The U.S. Consumer Product Safety Commission (CPSC) has fined the Fisher-Price division of Mattel $1.1 million for failing to report serious safety defects with Power Wheels toy vehicles. It's the largest fine against a toy firm in CPSC's history.
Fisher-Price allegedly failed to report 116 fires involving the vehicles and more than 1,800 incidents of the vehicles' electrical components overheating, short-circuiting, melting or failing. These incidents resulted in at least nine minor burn injuries to children, and up to $300,000 in property damage to 22 houses and garages. Additionally, Fisher-Price was aware of at least 71 incidents involving the products' failure to stop, resulting in six minor injuries.
Fisher-Price recalled up to 10 million Power Wheels ride-on vehicles on October 22, 1998. The recalled cars and trucks were sold under nearly 100 model names. Power Wheels cars and trucks are intended for children 2 to 7 years old. Toy and mass merchandise stores nationwide sold the recalled vehicles from 1984 through October 1998 for $70 to $300. For more information about the recall, consumers should call Fisher-Price at (800) 977-7800 anytime.
Under federal law, companies are required to report to CPSC if they obtain information that reasonably suggests that their products could present a substantial risk of injury to consumers, or creates an unreasonable risk of serious injury or death.

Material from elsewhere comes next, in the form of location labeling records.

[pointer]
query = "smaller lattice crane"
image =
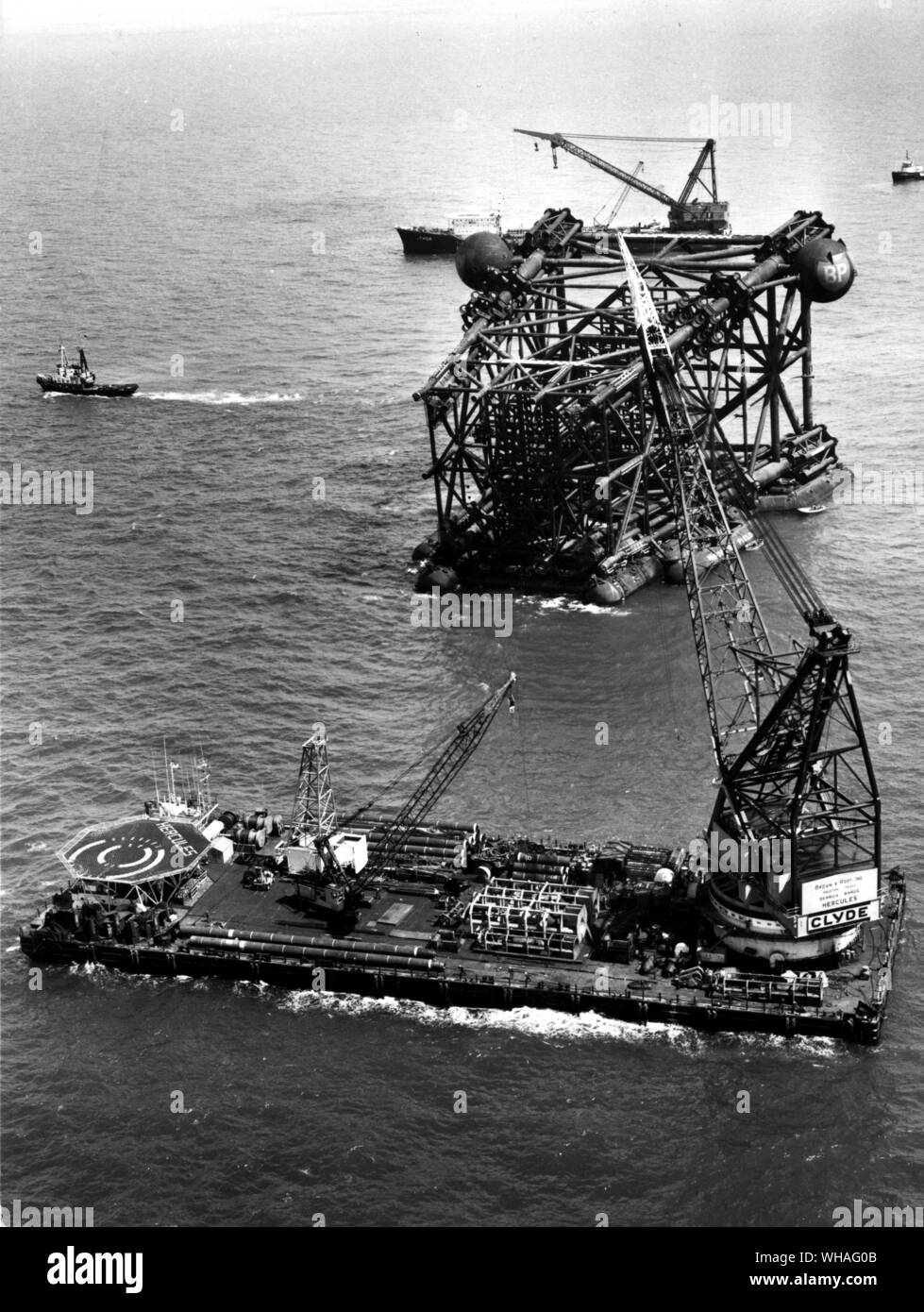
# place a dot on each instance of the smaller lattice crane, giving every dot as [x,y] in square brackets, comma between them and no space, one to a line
[329,864]
[685,214]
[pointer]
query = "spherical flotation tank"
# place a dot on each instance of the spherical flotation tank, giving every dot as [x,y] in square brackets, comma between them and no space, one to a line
[482,260]
[604,592]
[437,579]
[825,268]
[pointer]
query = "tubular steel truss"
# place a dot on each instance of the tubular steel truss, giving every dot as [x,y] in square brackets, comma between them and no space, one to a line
[541,420]
[314,813]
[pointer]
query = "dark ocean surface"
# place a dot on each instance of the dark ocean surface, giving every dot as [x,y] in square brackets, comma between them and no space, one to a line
[258,245]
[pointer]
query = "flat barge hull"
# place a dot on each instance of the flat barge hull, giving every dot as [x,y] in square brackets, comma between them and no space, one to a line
[406,917]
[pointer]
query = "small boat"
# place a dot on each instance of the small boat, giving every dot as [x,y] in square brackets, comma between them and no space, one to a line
[909,172]
[79,380]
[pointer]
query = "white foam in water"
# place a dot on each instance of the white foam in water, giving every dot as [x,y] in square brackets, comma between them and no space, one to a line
[587,606]
[226,397]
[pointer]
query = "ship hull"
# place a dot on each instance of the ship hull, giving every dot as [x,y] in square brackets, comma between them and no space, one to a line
[49,383]
[398,945]
[428,241]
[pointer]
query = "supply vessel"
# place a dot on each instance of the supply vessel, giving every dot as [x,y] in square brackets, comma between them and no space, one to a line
[540,420]
[779,917]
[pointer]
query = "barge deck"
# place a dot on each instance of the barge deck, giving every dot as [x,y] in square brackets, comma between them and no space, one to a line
[413,941]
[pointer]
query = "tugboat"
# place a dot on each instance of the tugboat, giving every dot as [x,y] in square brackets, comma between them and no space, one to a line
[79,380]
[909,172]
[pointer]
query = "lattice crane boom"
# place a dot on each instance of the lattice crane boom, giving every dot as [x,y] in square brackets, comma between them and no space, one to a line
[786,730]
[437,780]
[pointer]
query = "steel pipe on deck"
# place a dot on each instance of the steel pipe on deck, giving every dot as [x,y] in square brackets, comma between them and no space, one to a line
[315,954]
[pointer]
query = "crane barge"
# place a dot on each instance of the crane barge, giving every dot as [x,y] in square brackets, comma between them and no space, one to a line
[685,214]
[394,904]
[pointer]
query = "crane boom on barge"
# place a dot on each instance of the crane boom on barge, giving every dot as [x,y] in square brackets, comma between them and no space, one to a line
[788,737]
[684,212]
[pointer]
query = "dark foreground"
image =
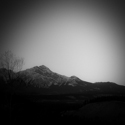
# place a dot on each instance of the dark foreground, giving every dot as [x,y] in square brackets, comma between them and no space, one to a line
[62,109]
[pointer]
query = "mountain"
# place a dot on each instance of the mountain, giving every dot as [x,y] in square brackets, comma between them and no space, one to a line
[41,80]
[42,76]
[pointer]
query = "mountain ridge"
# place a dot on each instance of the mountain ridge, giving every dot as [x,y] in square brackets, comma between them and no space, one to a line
[43,80]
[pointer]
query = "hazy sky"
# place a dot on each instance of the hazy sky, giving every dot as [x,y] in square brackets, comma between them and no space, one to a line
[72,37]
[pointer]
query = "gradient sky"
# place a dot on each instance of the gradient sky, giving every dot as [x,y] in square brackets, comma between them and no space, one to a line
[72,37]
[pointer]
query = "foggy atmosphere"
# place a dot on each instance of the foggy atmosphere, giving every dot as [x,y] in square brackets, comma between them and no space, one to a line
[62,60]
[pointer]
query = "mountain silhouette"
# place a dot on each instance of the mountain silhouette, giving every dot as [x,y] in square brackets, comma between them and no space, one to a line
[40,79]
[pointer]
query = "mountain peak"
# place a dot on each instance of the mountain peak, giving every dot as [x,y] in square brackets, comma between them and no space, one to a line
[43,67]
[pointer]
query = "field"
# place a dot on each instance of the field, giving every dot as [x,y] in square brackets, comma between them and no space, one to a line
[57,109]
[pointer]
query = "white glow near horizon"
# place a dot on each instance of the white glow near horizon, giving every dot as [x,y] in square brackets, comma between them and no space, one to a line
[70,42]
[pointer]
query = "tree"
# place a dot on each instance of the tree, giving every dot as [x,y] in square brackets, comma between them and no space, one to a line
[12,64]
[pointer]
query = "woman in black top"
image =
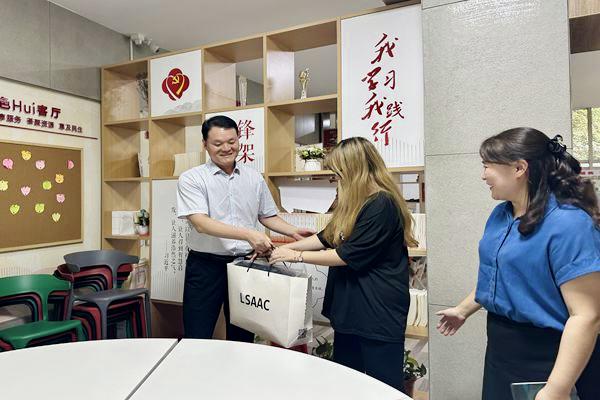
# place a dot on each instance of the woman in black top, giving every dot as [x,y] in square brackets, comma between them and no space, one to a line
[366,298]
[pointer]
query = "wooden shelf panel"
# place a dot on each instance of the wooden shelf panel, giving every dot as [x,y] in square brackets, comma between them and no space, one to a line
[239,51]
[137,124]
[417,252]
[307,36]
[311,105]
[186,119]
[132,180]
[234,108]
[127,237]
[417,332]
[406,170]
[172,303]
[166,140]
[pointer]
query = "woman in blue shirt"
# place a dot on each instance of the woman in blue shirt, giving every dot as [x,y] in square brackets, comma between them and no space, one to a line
[539,271]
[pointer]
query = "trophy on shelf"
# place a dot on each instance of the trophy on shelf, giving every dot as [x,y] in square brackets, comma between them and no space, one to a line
[303,77]
[243,86]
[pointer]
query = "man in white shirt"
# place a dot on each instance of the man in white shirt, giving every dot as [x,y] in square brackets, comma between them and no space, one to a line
[224,201]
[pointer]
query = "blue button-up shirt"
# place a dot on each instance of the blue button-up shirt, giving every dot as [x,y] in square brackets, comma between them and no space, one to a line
[520,276]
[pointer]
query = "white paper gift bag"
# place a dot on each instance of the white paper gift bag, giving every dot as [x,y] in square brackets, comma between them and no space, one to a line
[273,302]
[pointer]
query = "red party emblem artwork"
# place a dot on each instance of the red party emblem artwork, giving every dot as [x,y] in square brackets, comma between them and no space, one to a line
[175,84]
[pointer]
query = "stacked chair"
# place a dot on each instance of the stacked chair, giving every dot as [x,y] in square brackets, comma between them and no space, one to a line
[98,300]
[35,291]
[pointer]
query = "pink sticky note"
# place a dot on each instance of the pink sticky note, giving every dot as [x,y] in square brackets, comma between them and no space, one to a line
[7,163]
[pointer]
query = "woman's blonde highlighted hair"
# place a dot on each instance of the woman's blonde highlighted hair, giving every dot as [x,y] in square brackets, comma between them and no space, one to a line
[362,173]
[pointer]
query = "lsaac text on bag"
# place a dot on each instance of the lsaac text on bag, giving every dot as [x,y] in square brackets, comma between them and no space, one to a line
[253,301]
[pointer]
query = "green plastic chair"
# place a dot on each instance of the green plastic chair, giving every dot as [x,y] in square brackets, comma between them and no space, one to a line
[41,285]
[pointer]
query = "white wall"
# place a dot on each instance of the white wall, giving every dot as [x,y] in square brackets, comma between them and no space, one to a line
[85,113]
[585,80]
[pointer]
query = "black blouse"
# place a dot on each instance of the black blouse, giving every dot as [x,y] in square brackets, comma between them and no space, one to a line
[369,296]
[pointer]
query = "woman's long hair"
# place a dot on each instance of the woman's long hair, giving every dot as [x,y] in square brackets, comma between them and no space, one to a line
[551,170]
[361,170]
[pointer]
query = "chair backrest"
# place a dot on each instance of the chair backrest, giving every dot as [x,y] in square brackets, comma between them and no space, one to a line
[41,285]
[94,258]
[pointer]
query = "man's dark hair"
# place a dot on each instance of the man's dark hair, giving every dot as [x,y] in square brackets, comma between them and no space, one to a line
[218,121]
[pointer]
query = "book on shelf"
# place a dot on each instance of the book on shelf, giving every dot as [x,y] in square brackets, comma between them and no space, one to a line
[313,221]
[419,229]
[123,223]
[417,312]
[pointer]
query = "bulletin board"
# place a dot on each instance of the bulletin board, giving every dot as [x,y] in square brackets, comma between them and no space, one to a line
[40,196]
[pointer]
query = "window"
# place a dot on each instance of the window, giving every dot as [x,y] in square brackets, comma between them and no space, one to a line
[586,136]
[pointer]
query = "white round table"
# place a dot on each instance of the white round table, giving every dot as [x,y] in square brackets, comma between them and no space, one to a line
[215,370]
[98,369]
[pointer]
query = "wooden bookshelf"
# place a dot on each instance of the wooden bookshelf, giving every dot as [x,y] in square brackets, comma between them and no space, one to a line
[123,127]
[220,70]
[417,332]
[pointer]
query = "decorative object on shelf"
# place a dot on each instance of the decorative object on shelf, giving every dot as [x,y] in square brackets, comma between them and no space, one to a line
[312,157]
[412,372]
[142,87]
[304,77]
[243,87]
[143,165]
[142,220]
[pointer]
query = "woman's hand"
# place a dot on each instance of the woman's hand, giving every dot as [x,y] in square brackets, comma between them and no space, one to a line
[547,393]
[281,254]
[451,321]
[301,233]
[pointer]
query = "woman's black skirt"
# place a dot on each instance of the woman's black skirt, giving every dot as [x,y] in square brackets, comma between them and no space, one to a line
[518,352]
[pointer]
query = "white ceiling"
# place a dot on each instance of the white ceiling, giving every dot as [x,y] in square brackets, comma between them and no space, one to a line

CPSC charges Fisher-Price failed to report to CPSC in a timely manner, as required by the Consumer Product Safety Act, that its "Power Wheels" ride-on toy vehicles presented fire hazards and failed to stop.
"Firms are required by law to report safety hazards to CPSC so products can be recalled to prevent serious injuries from occurring," said CPSC Chairman Ann Brown. "Fisher-Price knew about hundreds of problems with Power Wheels, yet did nothing for years. This fine is a loud-and-clear message to all firms that failing to report product defects will not be tolerated."
Fisher-Price denied the allegations and denied it knowingly violated the Consumer Product Safety Act.